In the Eastern Cape, industrial and warehouse developments dominated, with notable completions including a Shoprite warehouse and cold storage facility at Coega. In the rest of Africa, WBHO is making good progress on a new data centre in Accra, Ghana.
Civil Engineering and Roads
WBHO’s Roads and Earthworks division continued its upward trajectory, achieving a 19% increase in revenue over the reporting period. Revenue from South Africa alone grew by 25%, while the rest of Africa contributed 30% of total revenue.
This growth was driven by strong order book levels and significant infrastructure projects across South Africa and other African markets.
In addition, WBHO’s Civil Engineering division remained steady, with traditional civil engineering markets showing stable results. Notable projects included the completion of the Two Rivers Platinum Mine construction.
The division also benefited from growth in renewable energy projects, which are expected to continue to play a larger role in future revenues.
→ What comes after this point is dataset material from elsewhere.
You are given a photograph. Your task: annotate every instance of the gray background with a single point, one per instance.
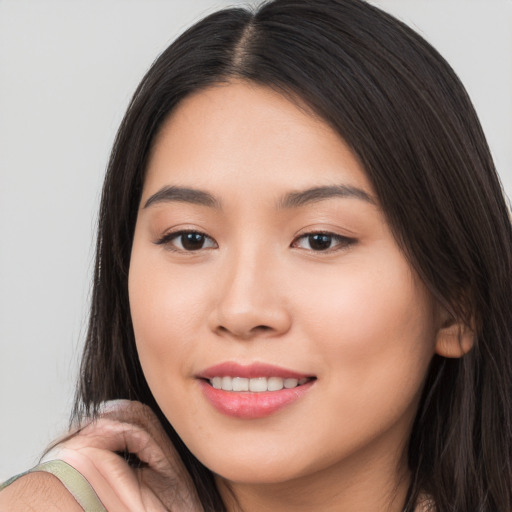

Looking ahead, WBHO’s order book has expanded by 7% to R32.6 billion, with strong contributions from the Roads and Earthworks division and a promising uptick in the UK order book.
The company anticipates that building activity in the Western Cape and KZN will remain buoyant in the short term, with notable prospects in residential and mixed-use developments.
In Gauteng, WBHO is targeting opportunities in the education and healthcare sectors, as well as new data centre projects.
The company also has its sights set on major projects in Botswana, Eswatini, and the Eastern Cape, where recent awards in healthcare and hotel sectors are expected to drive future growth.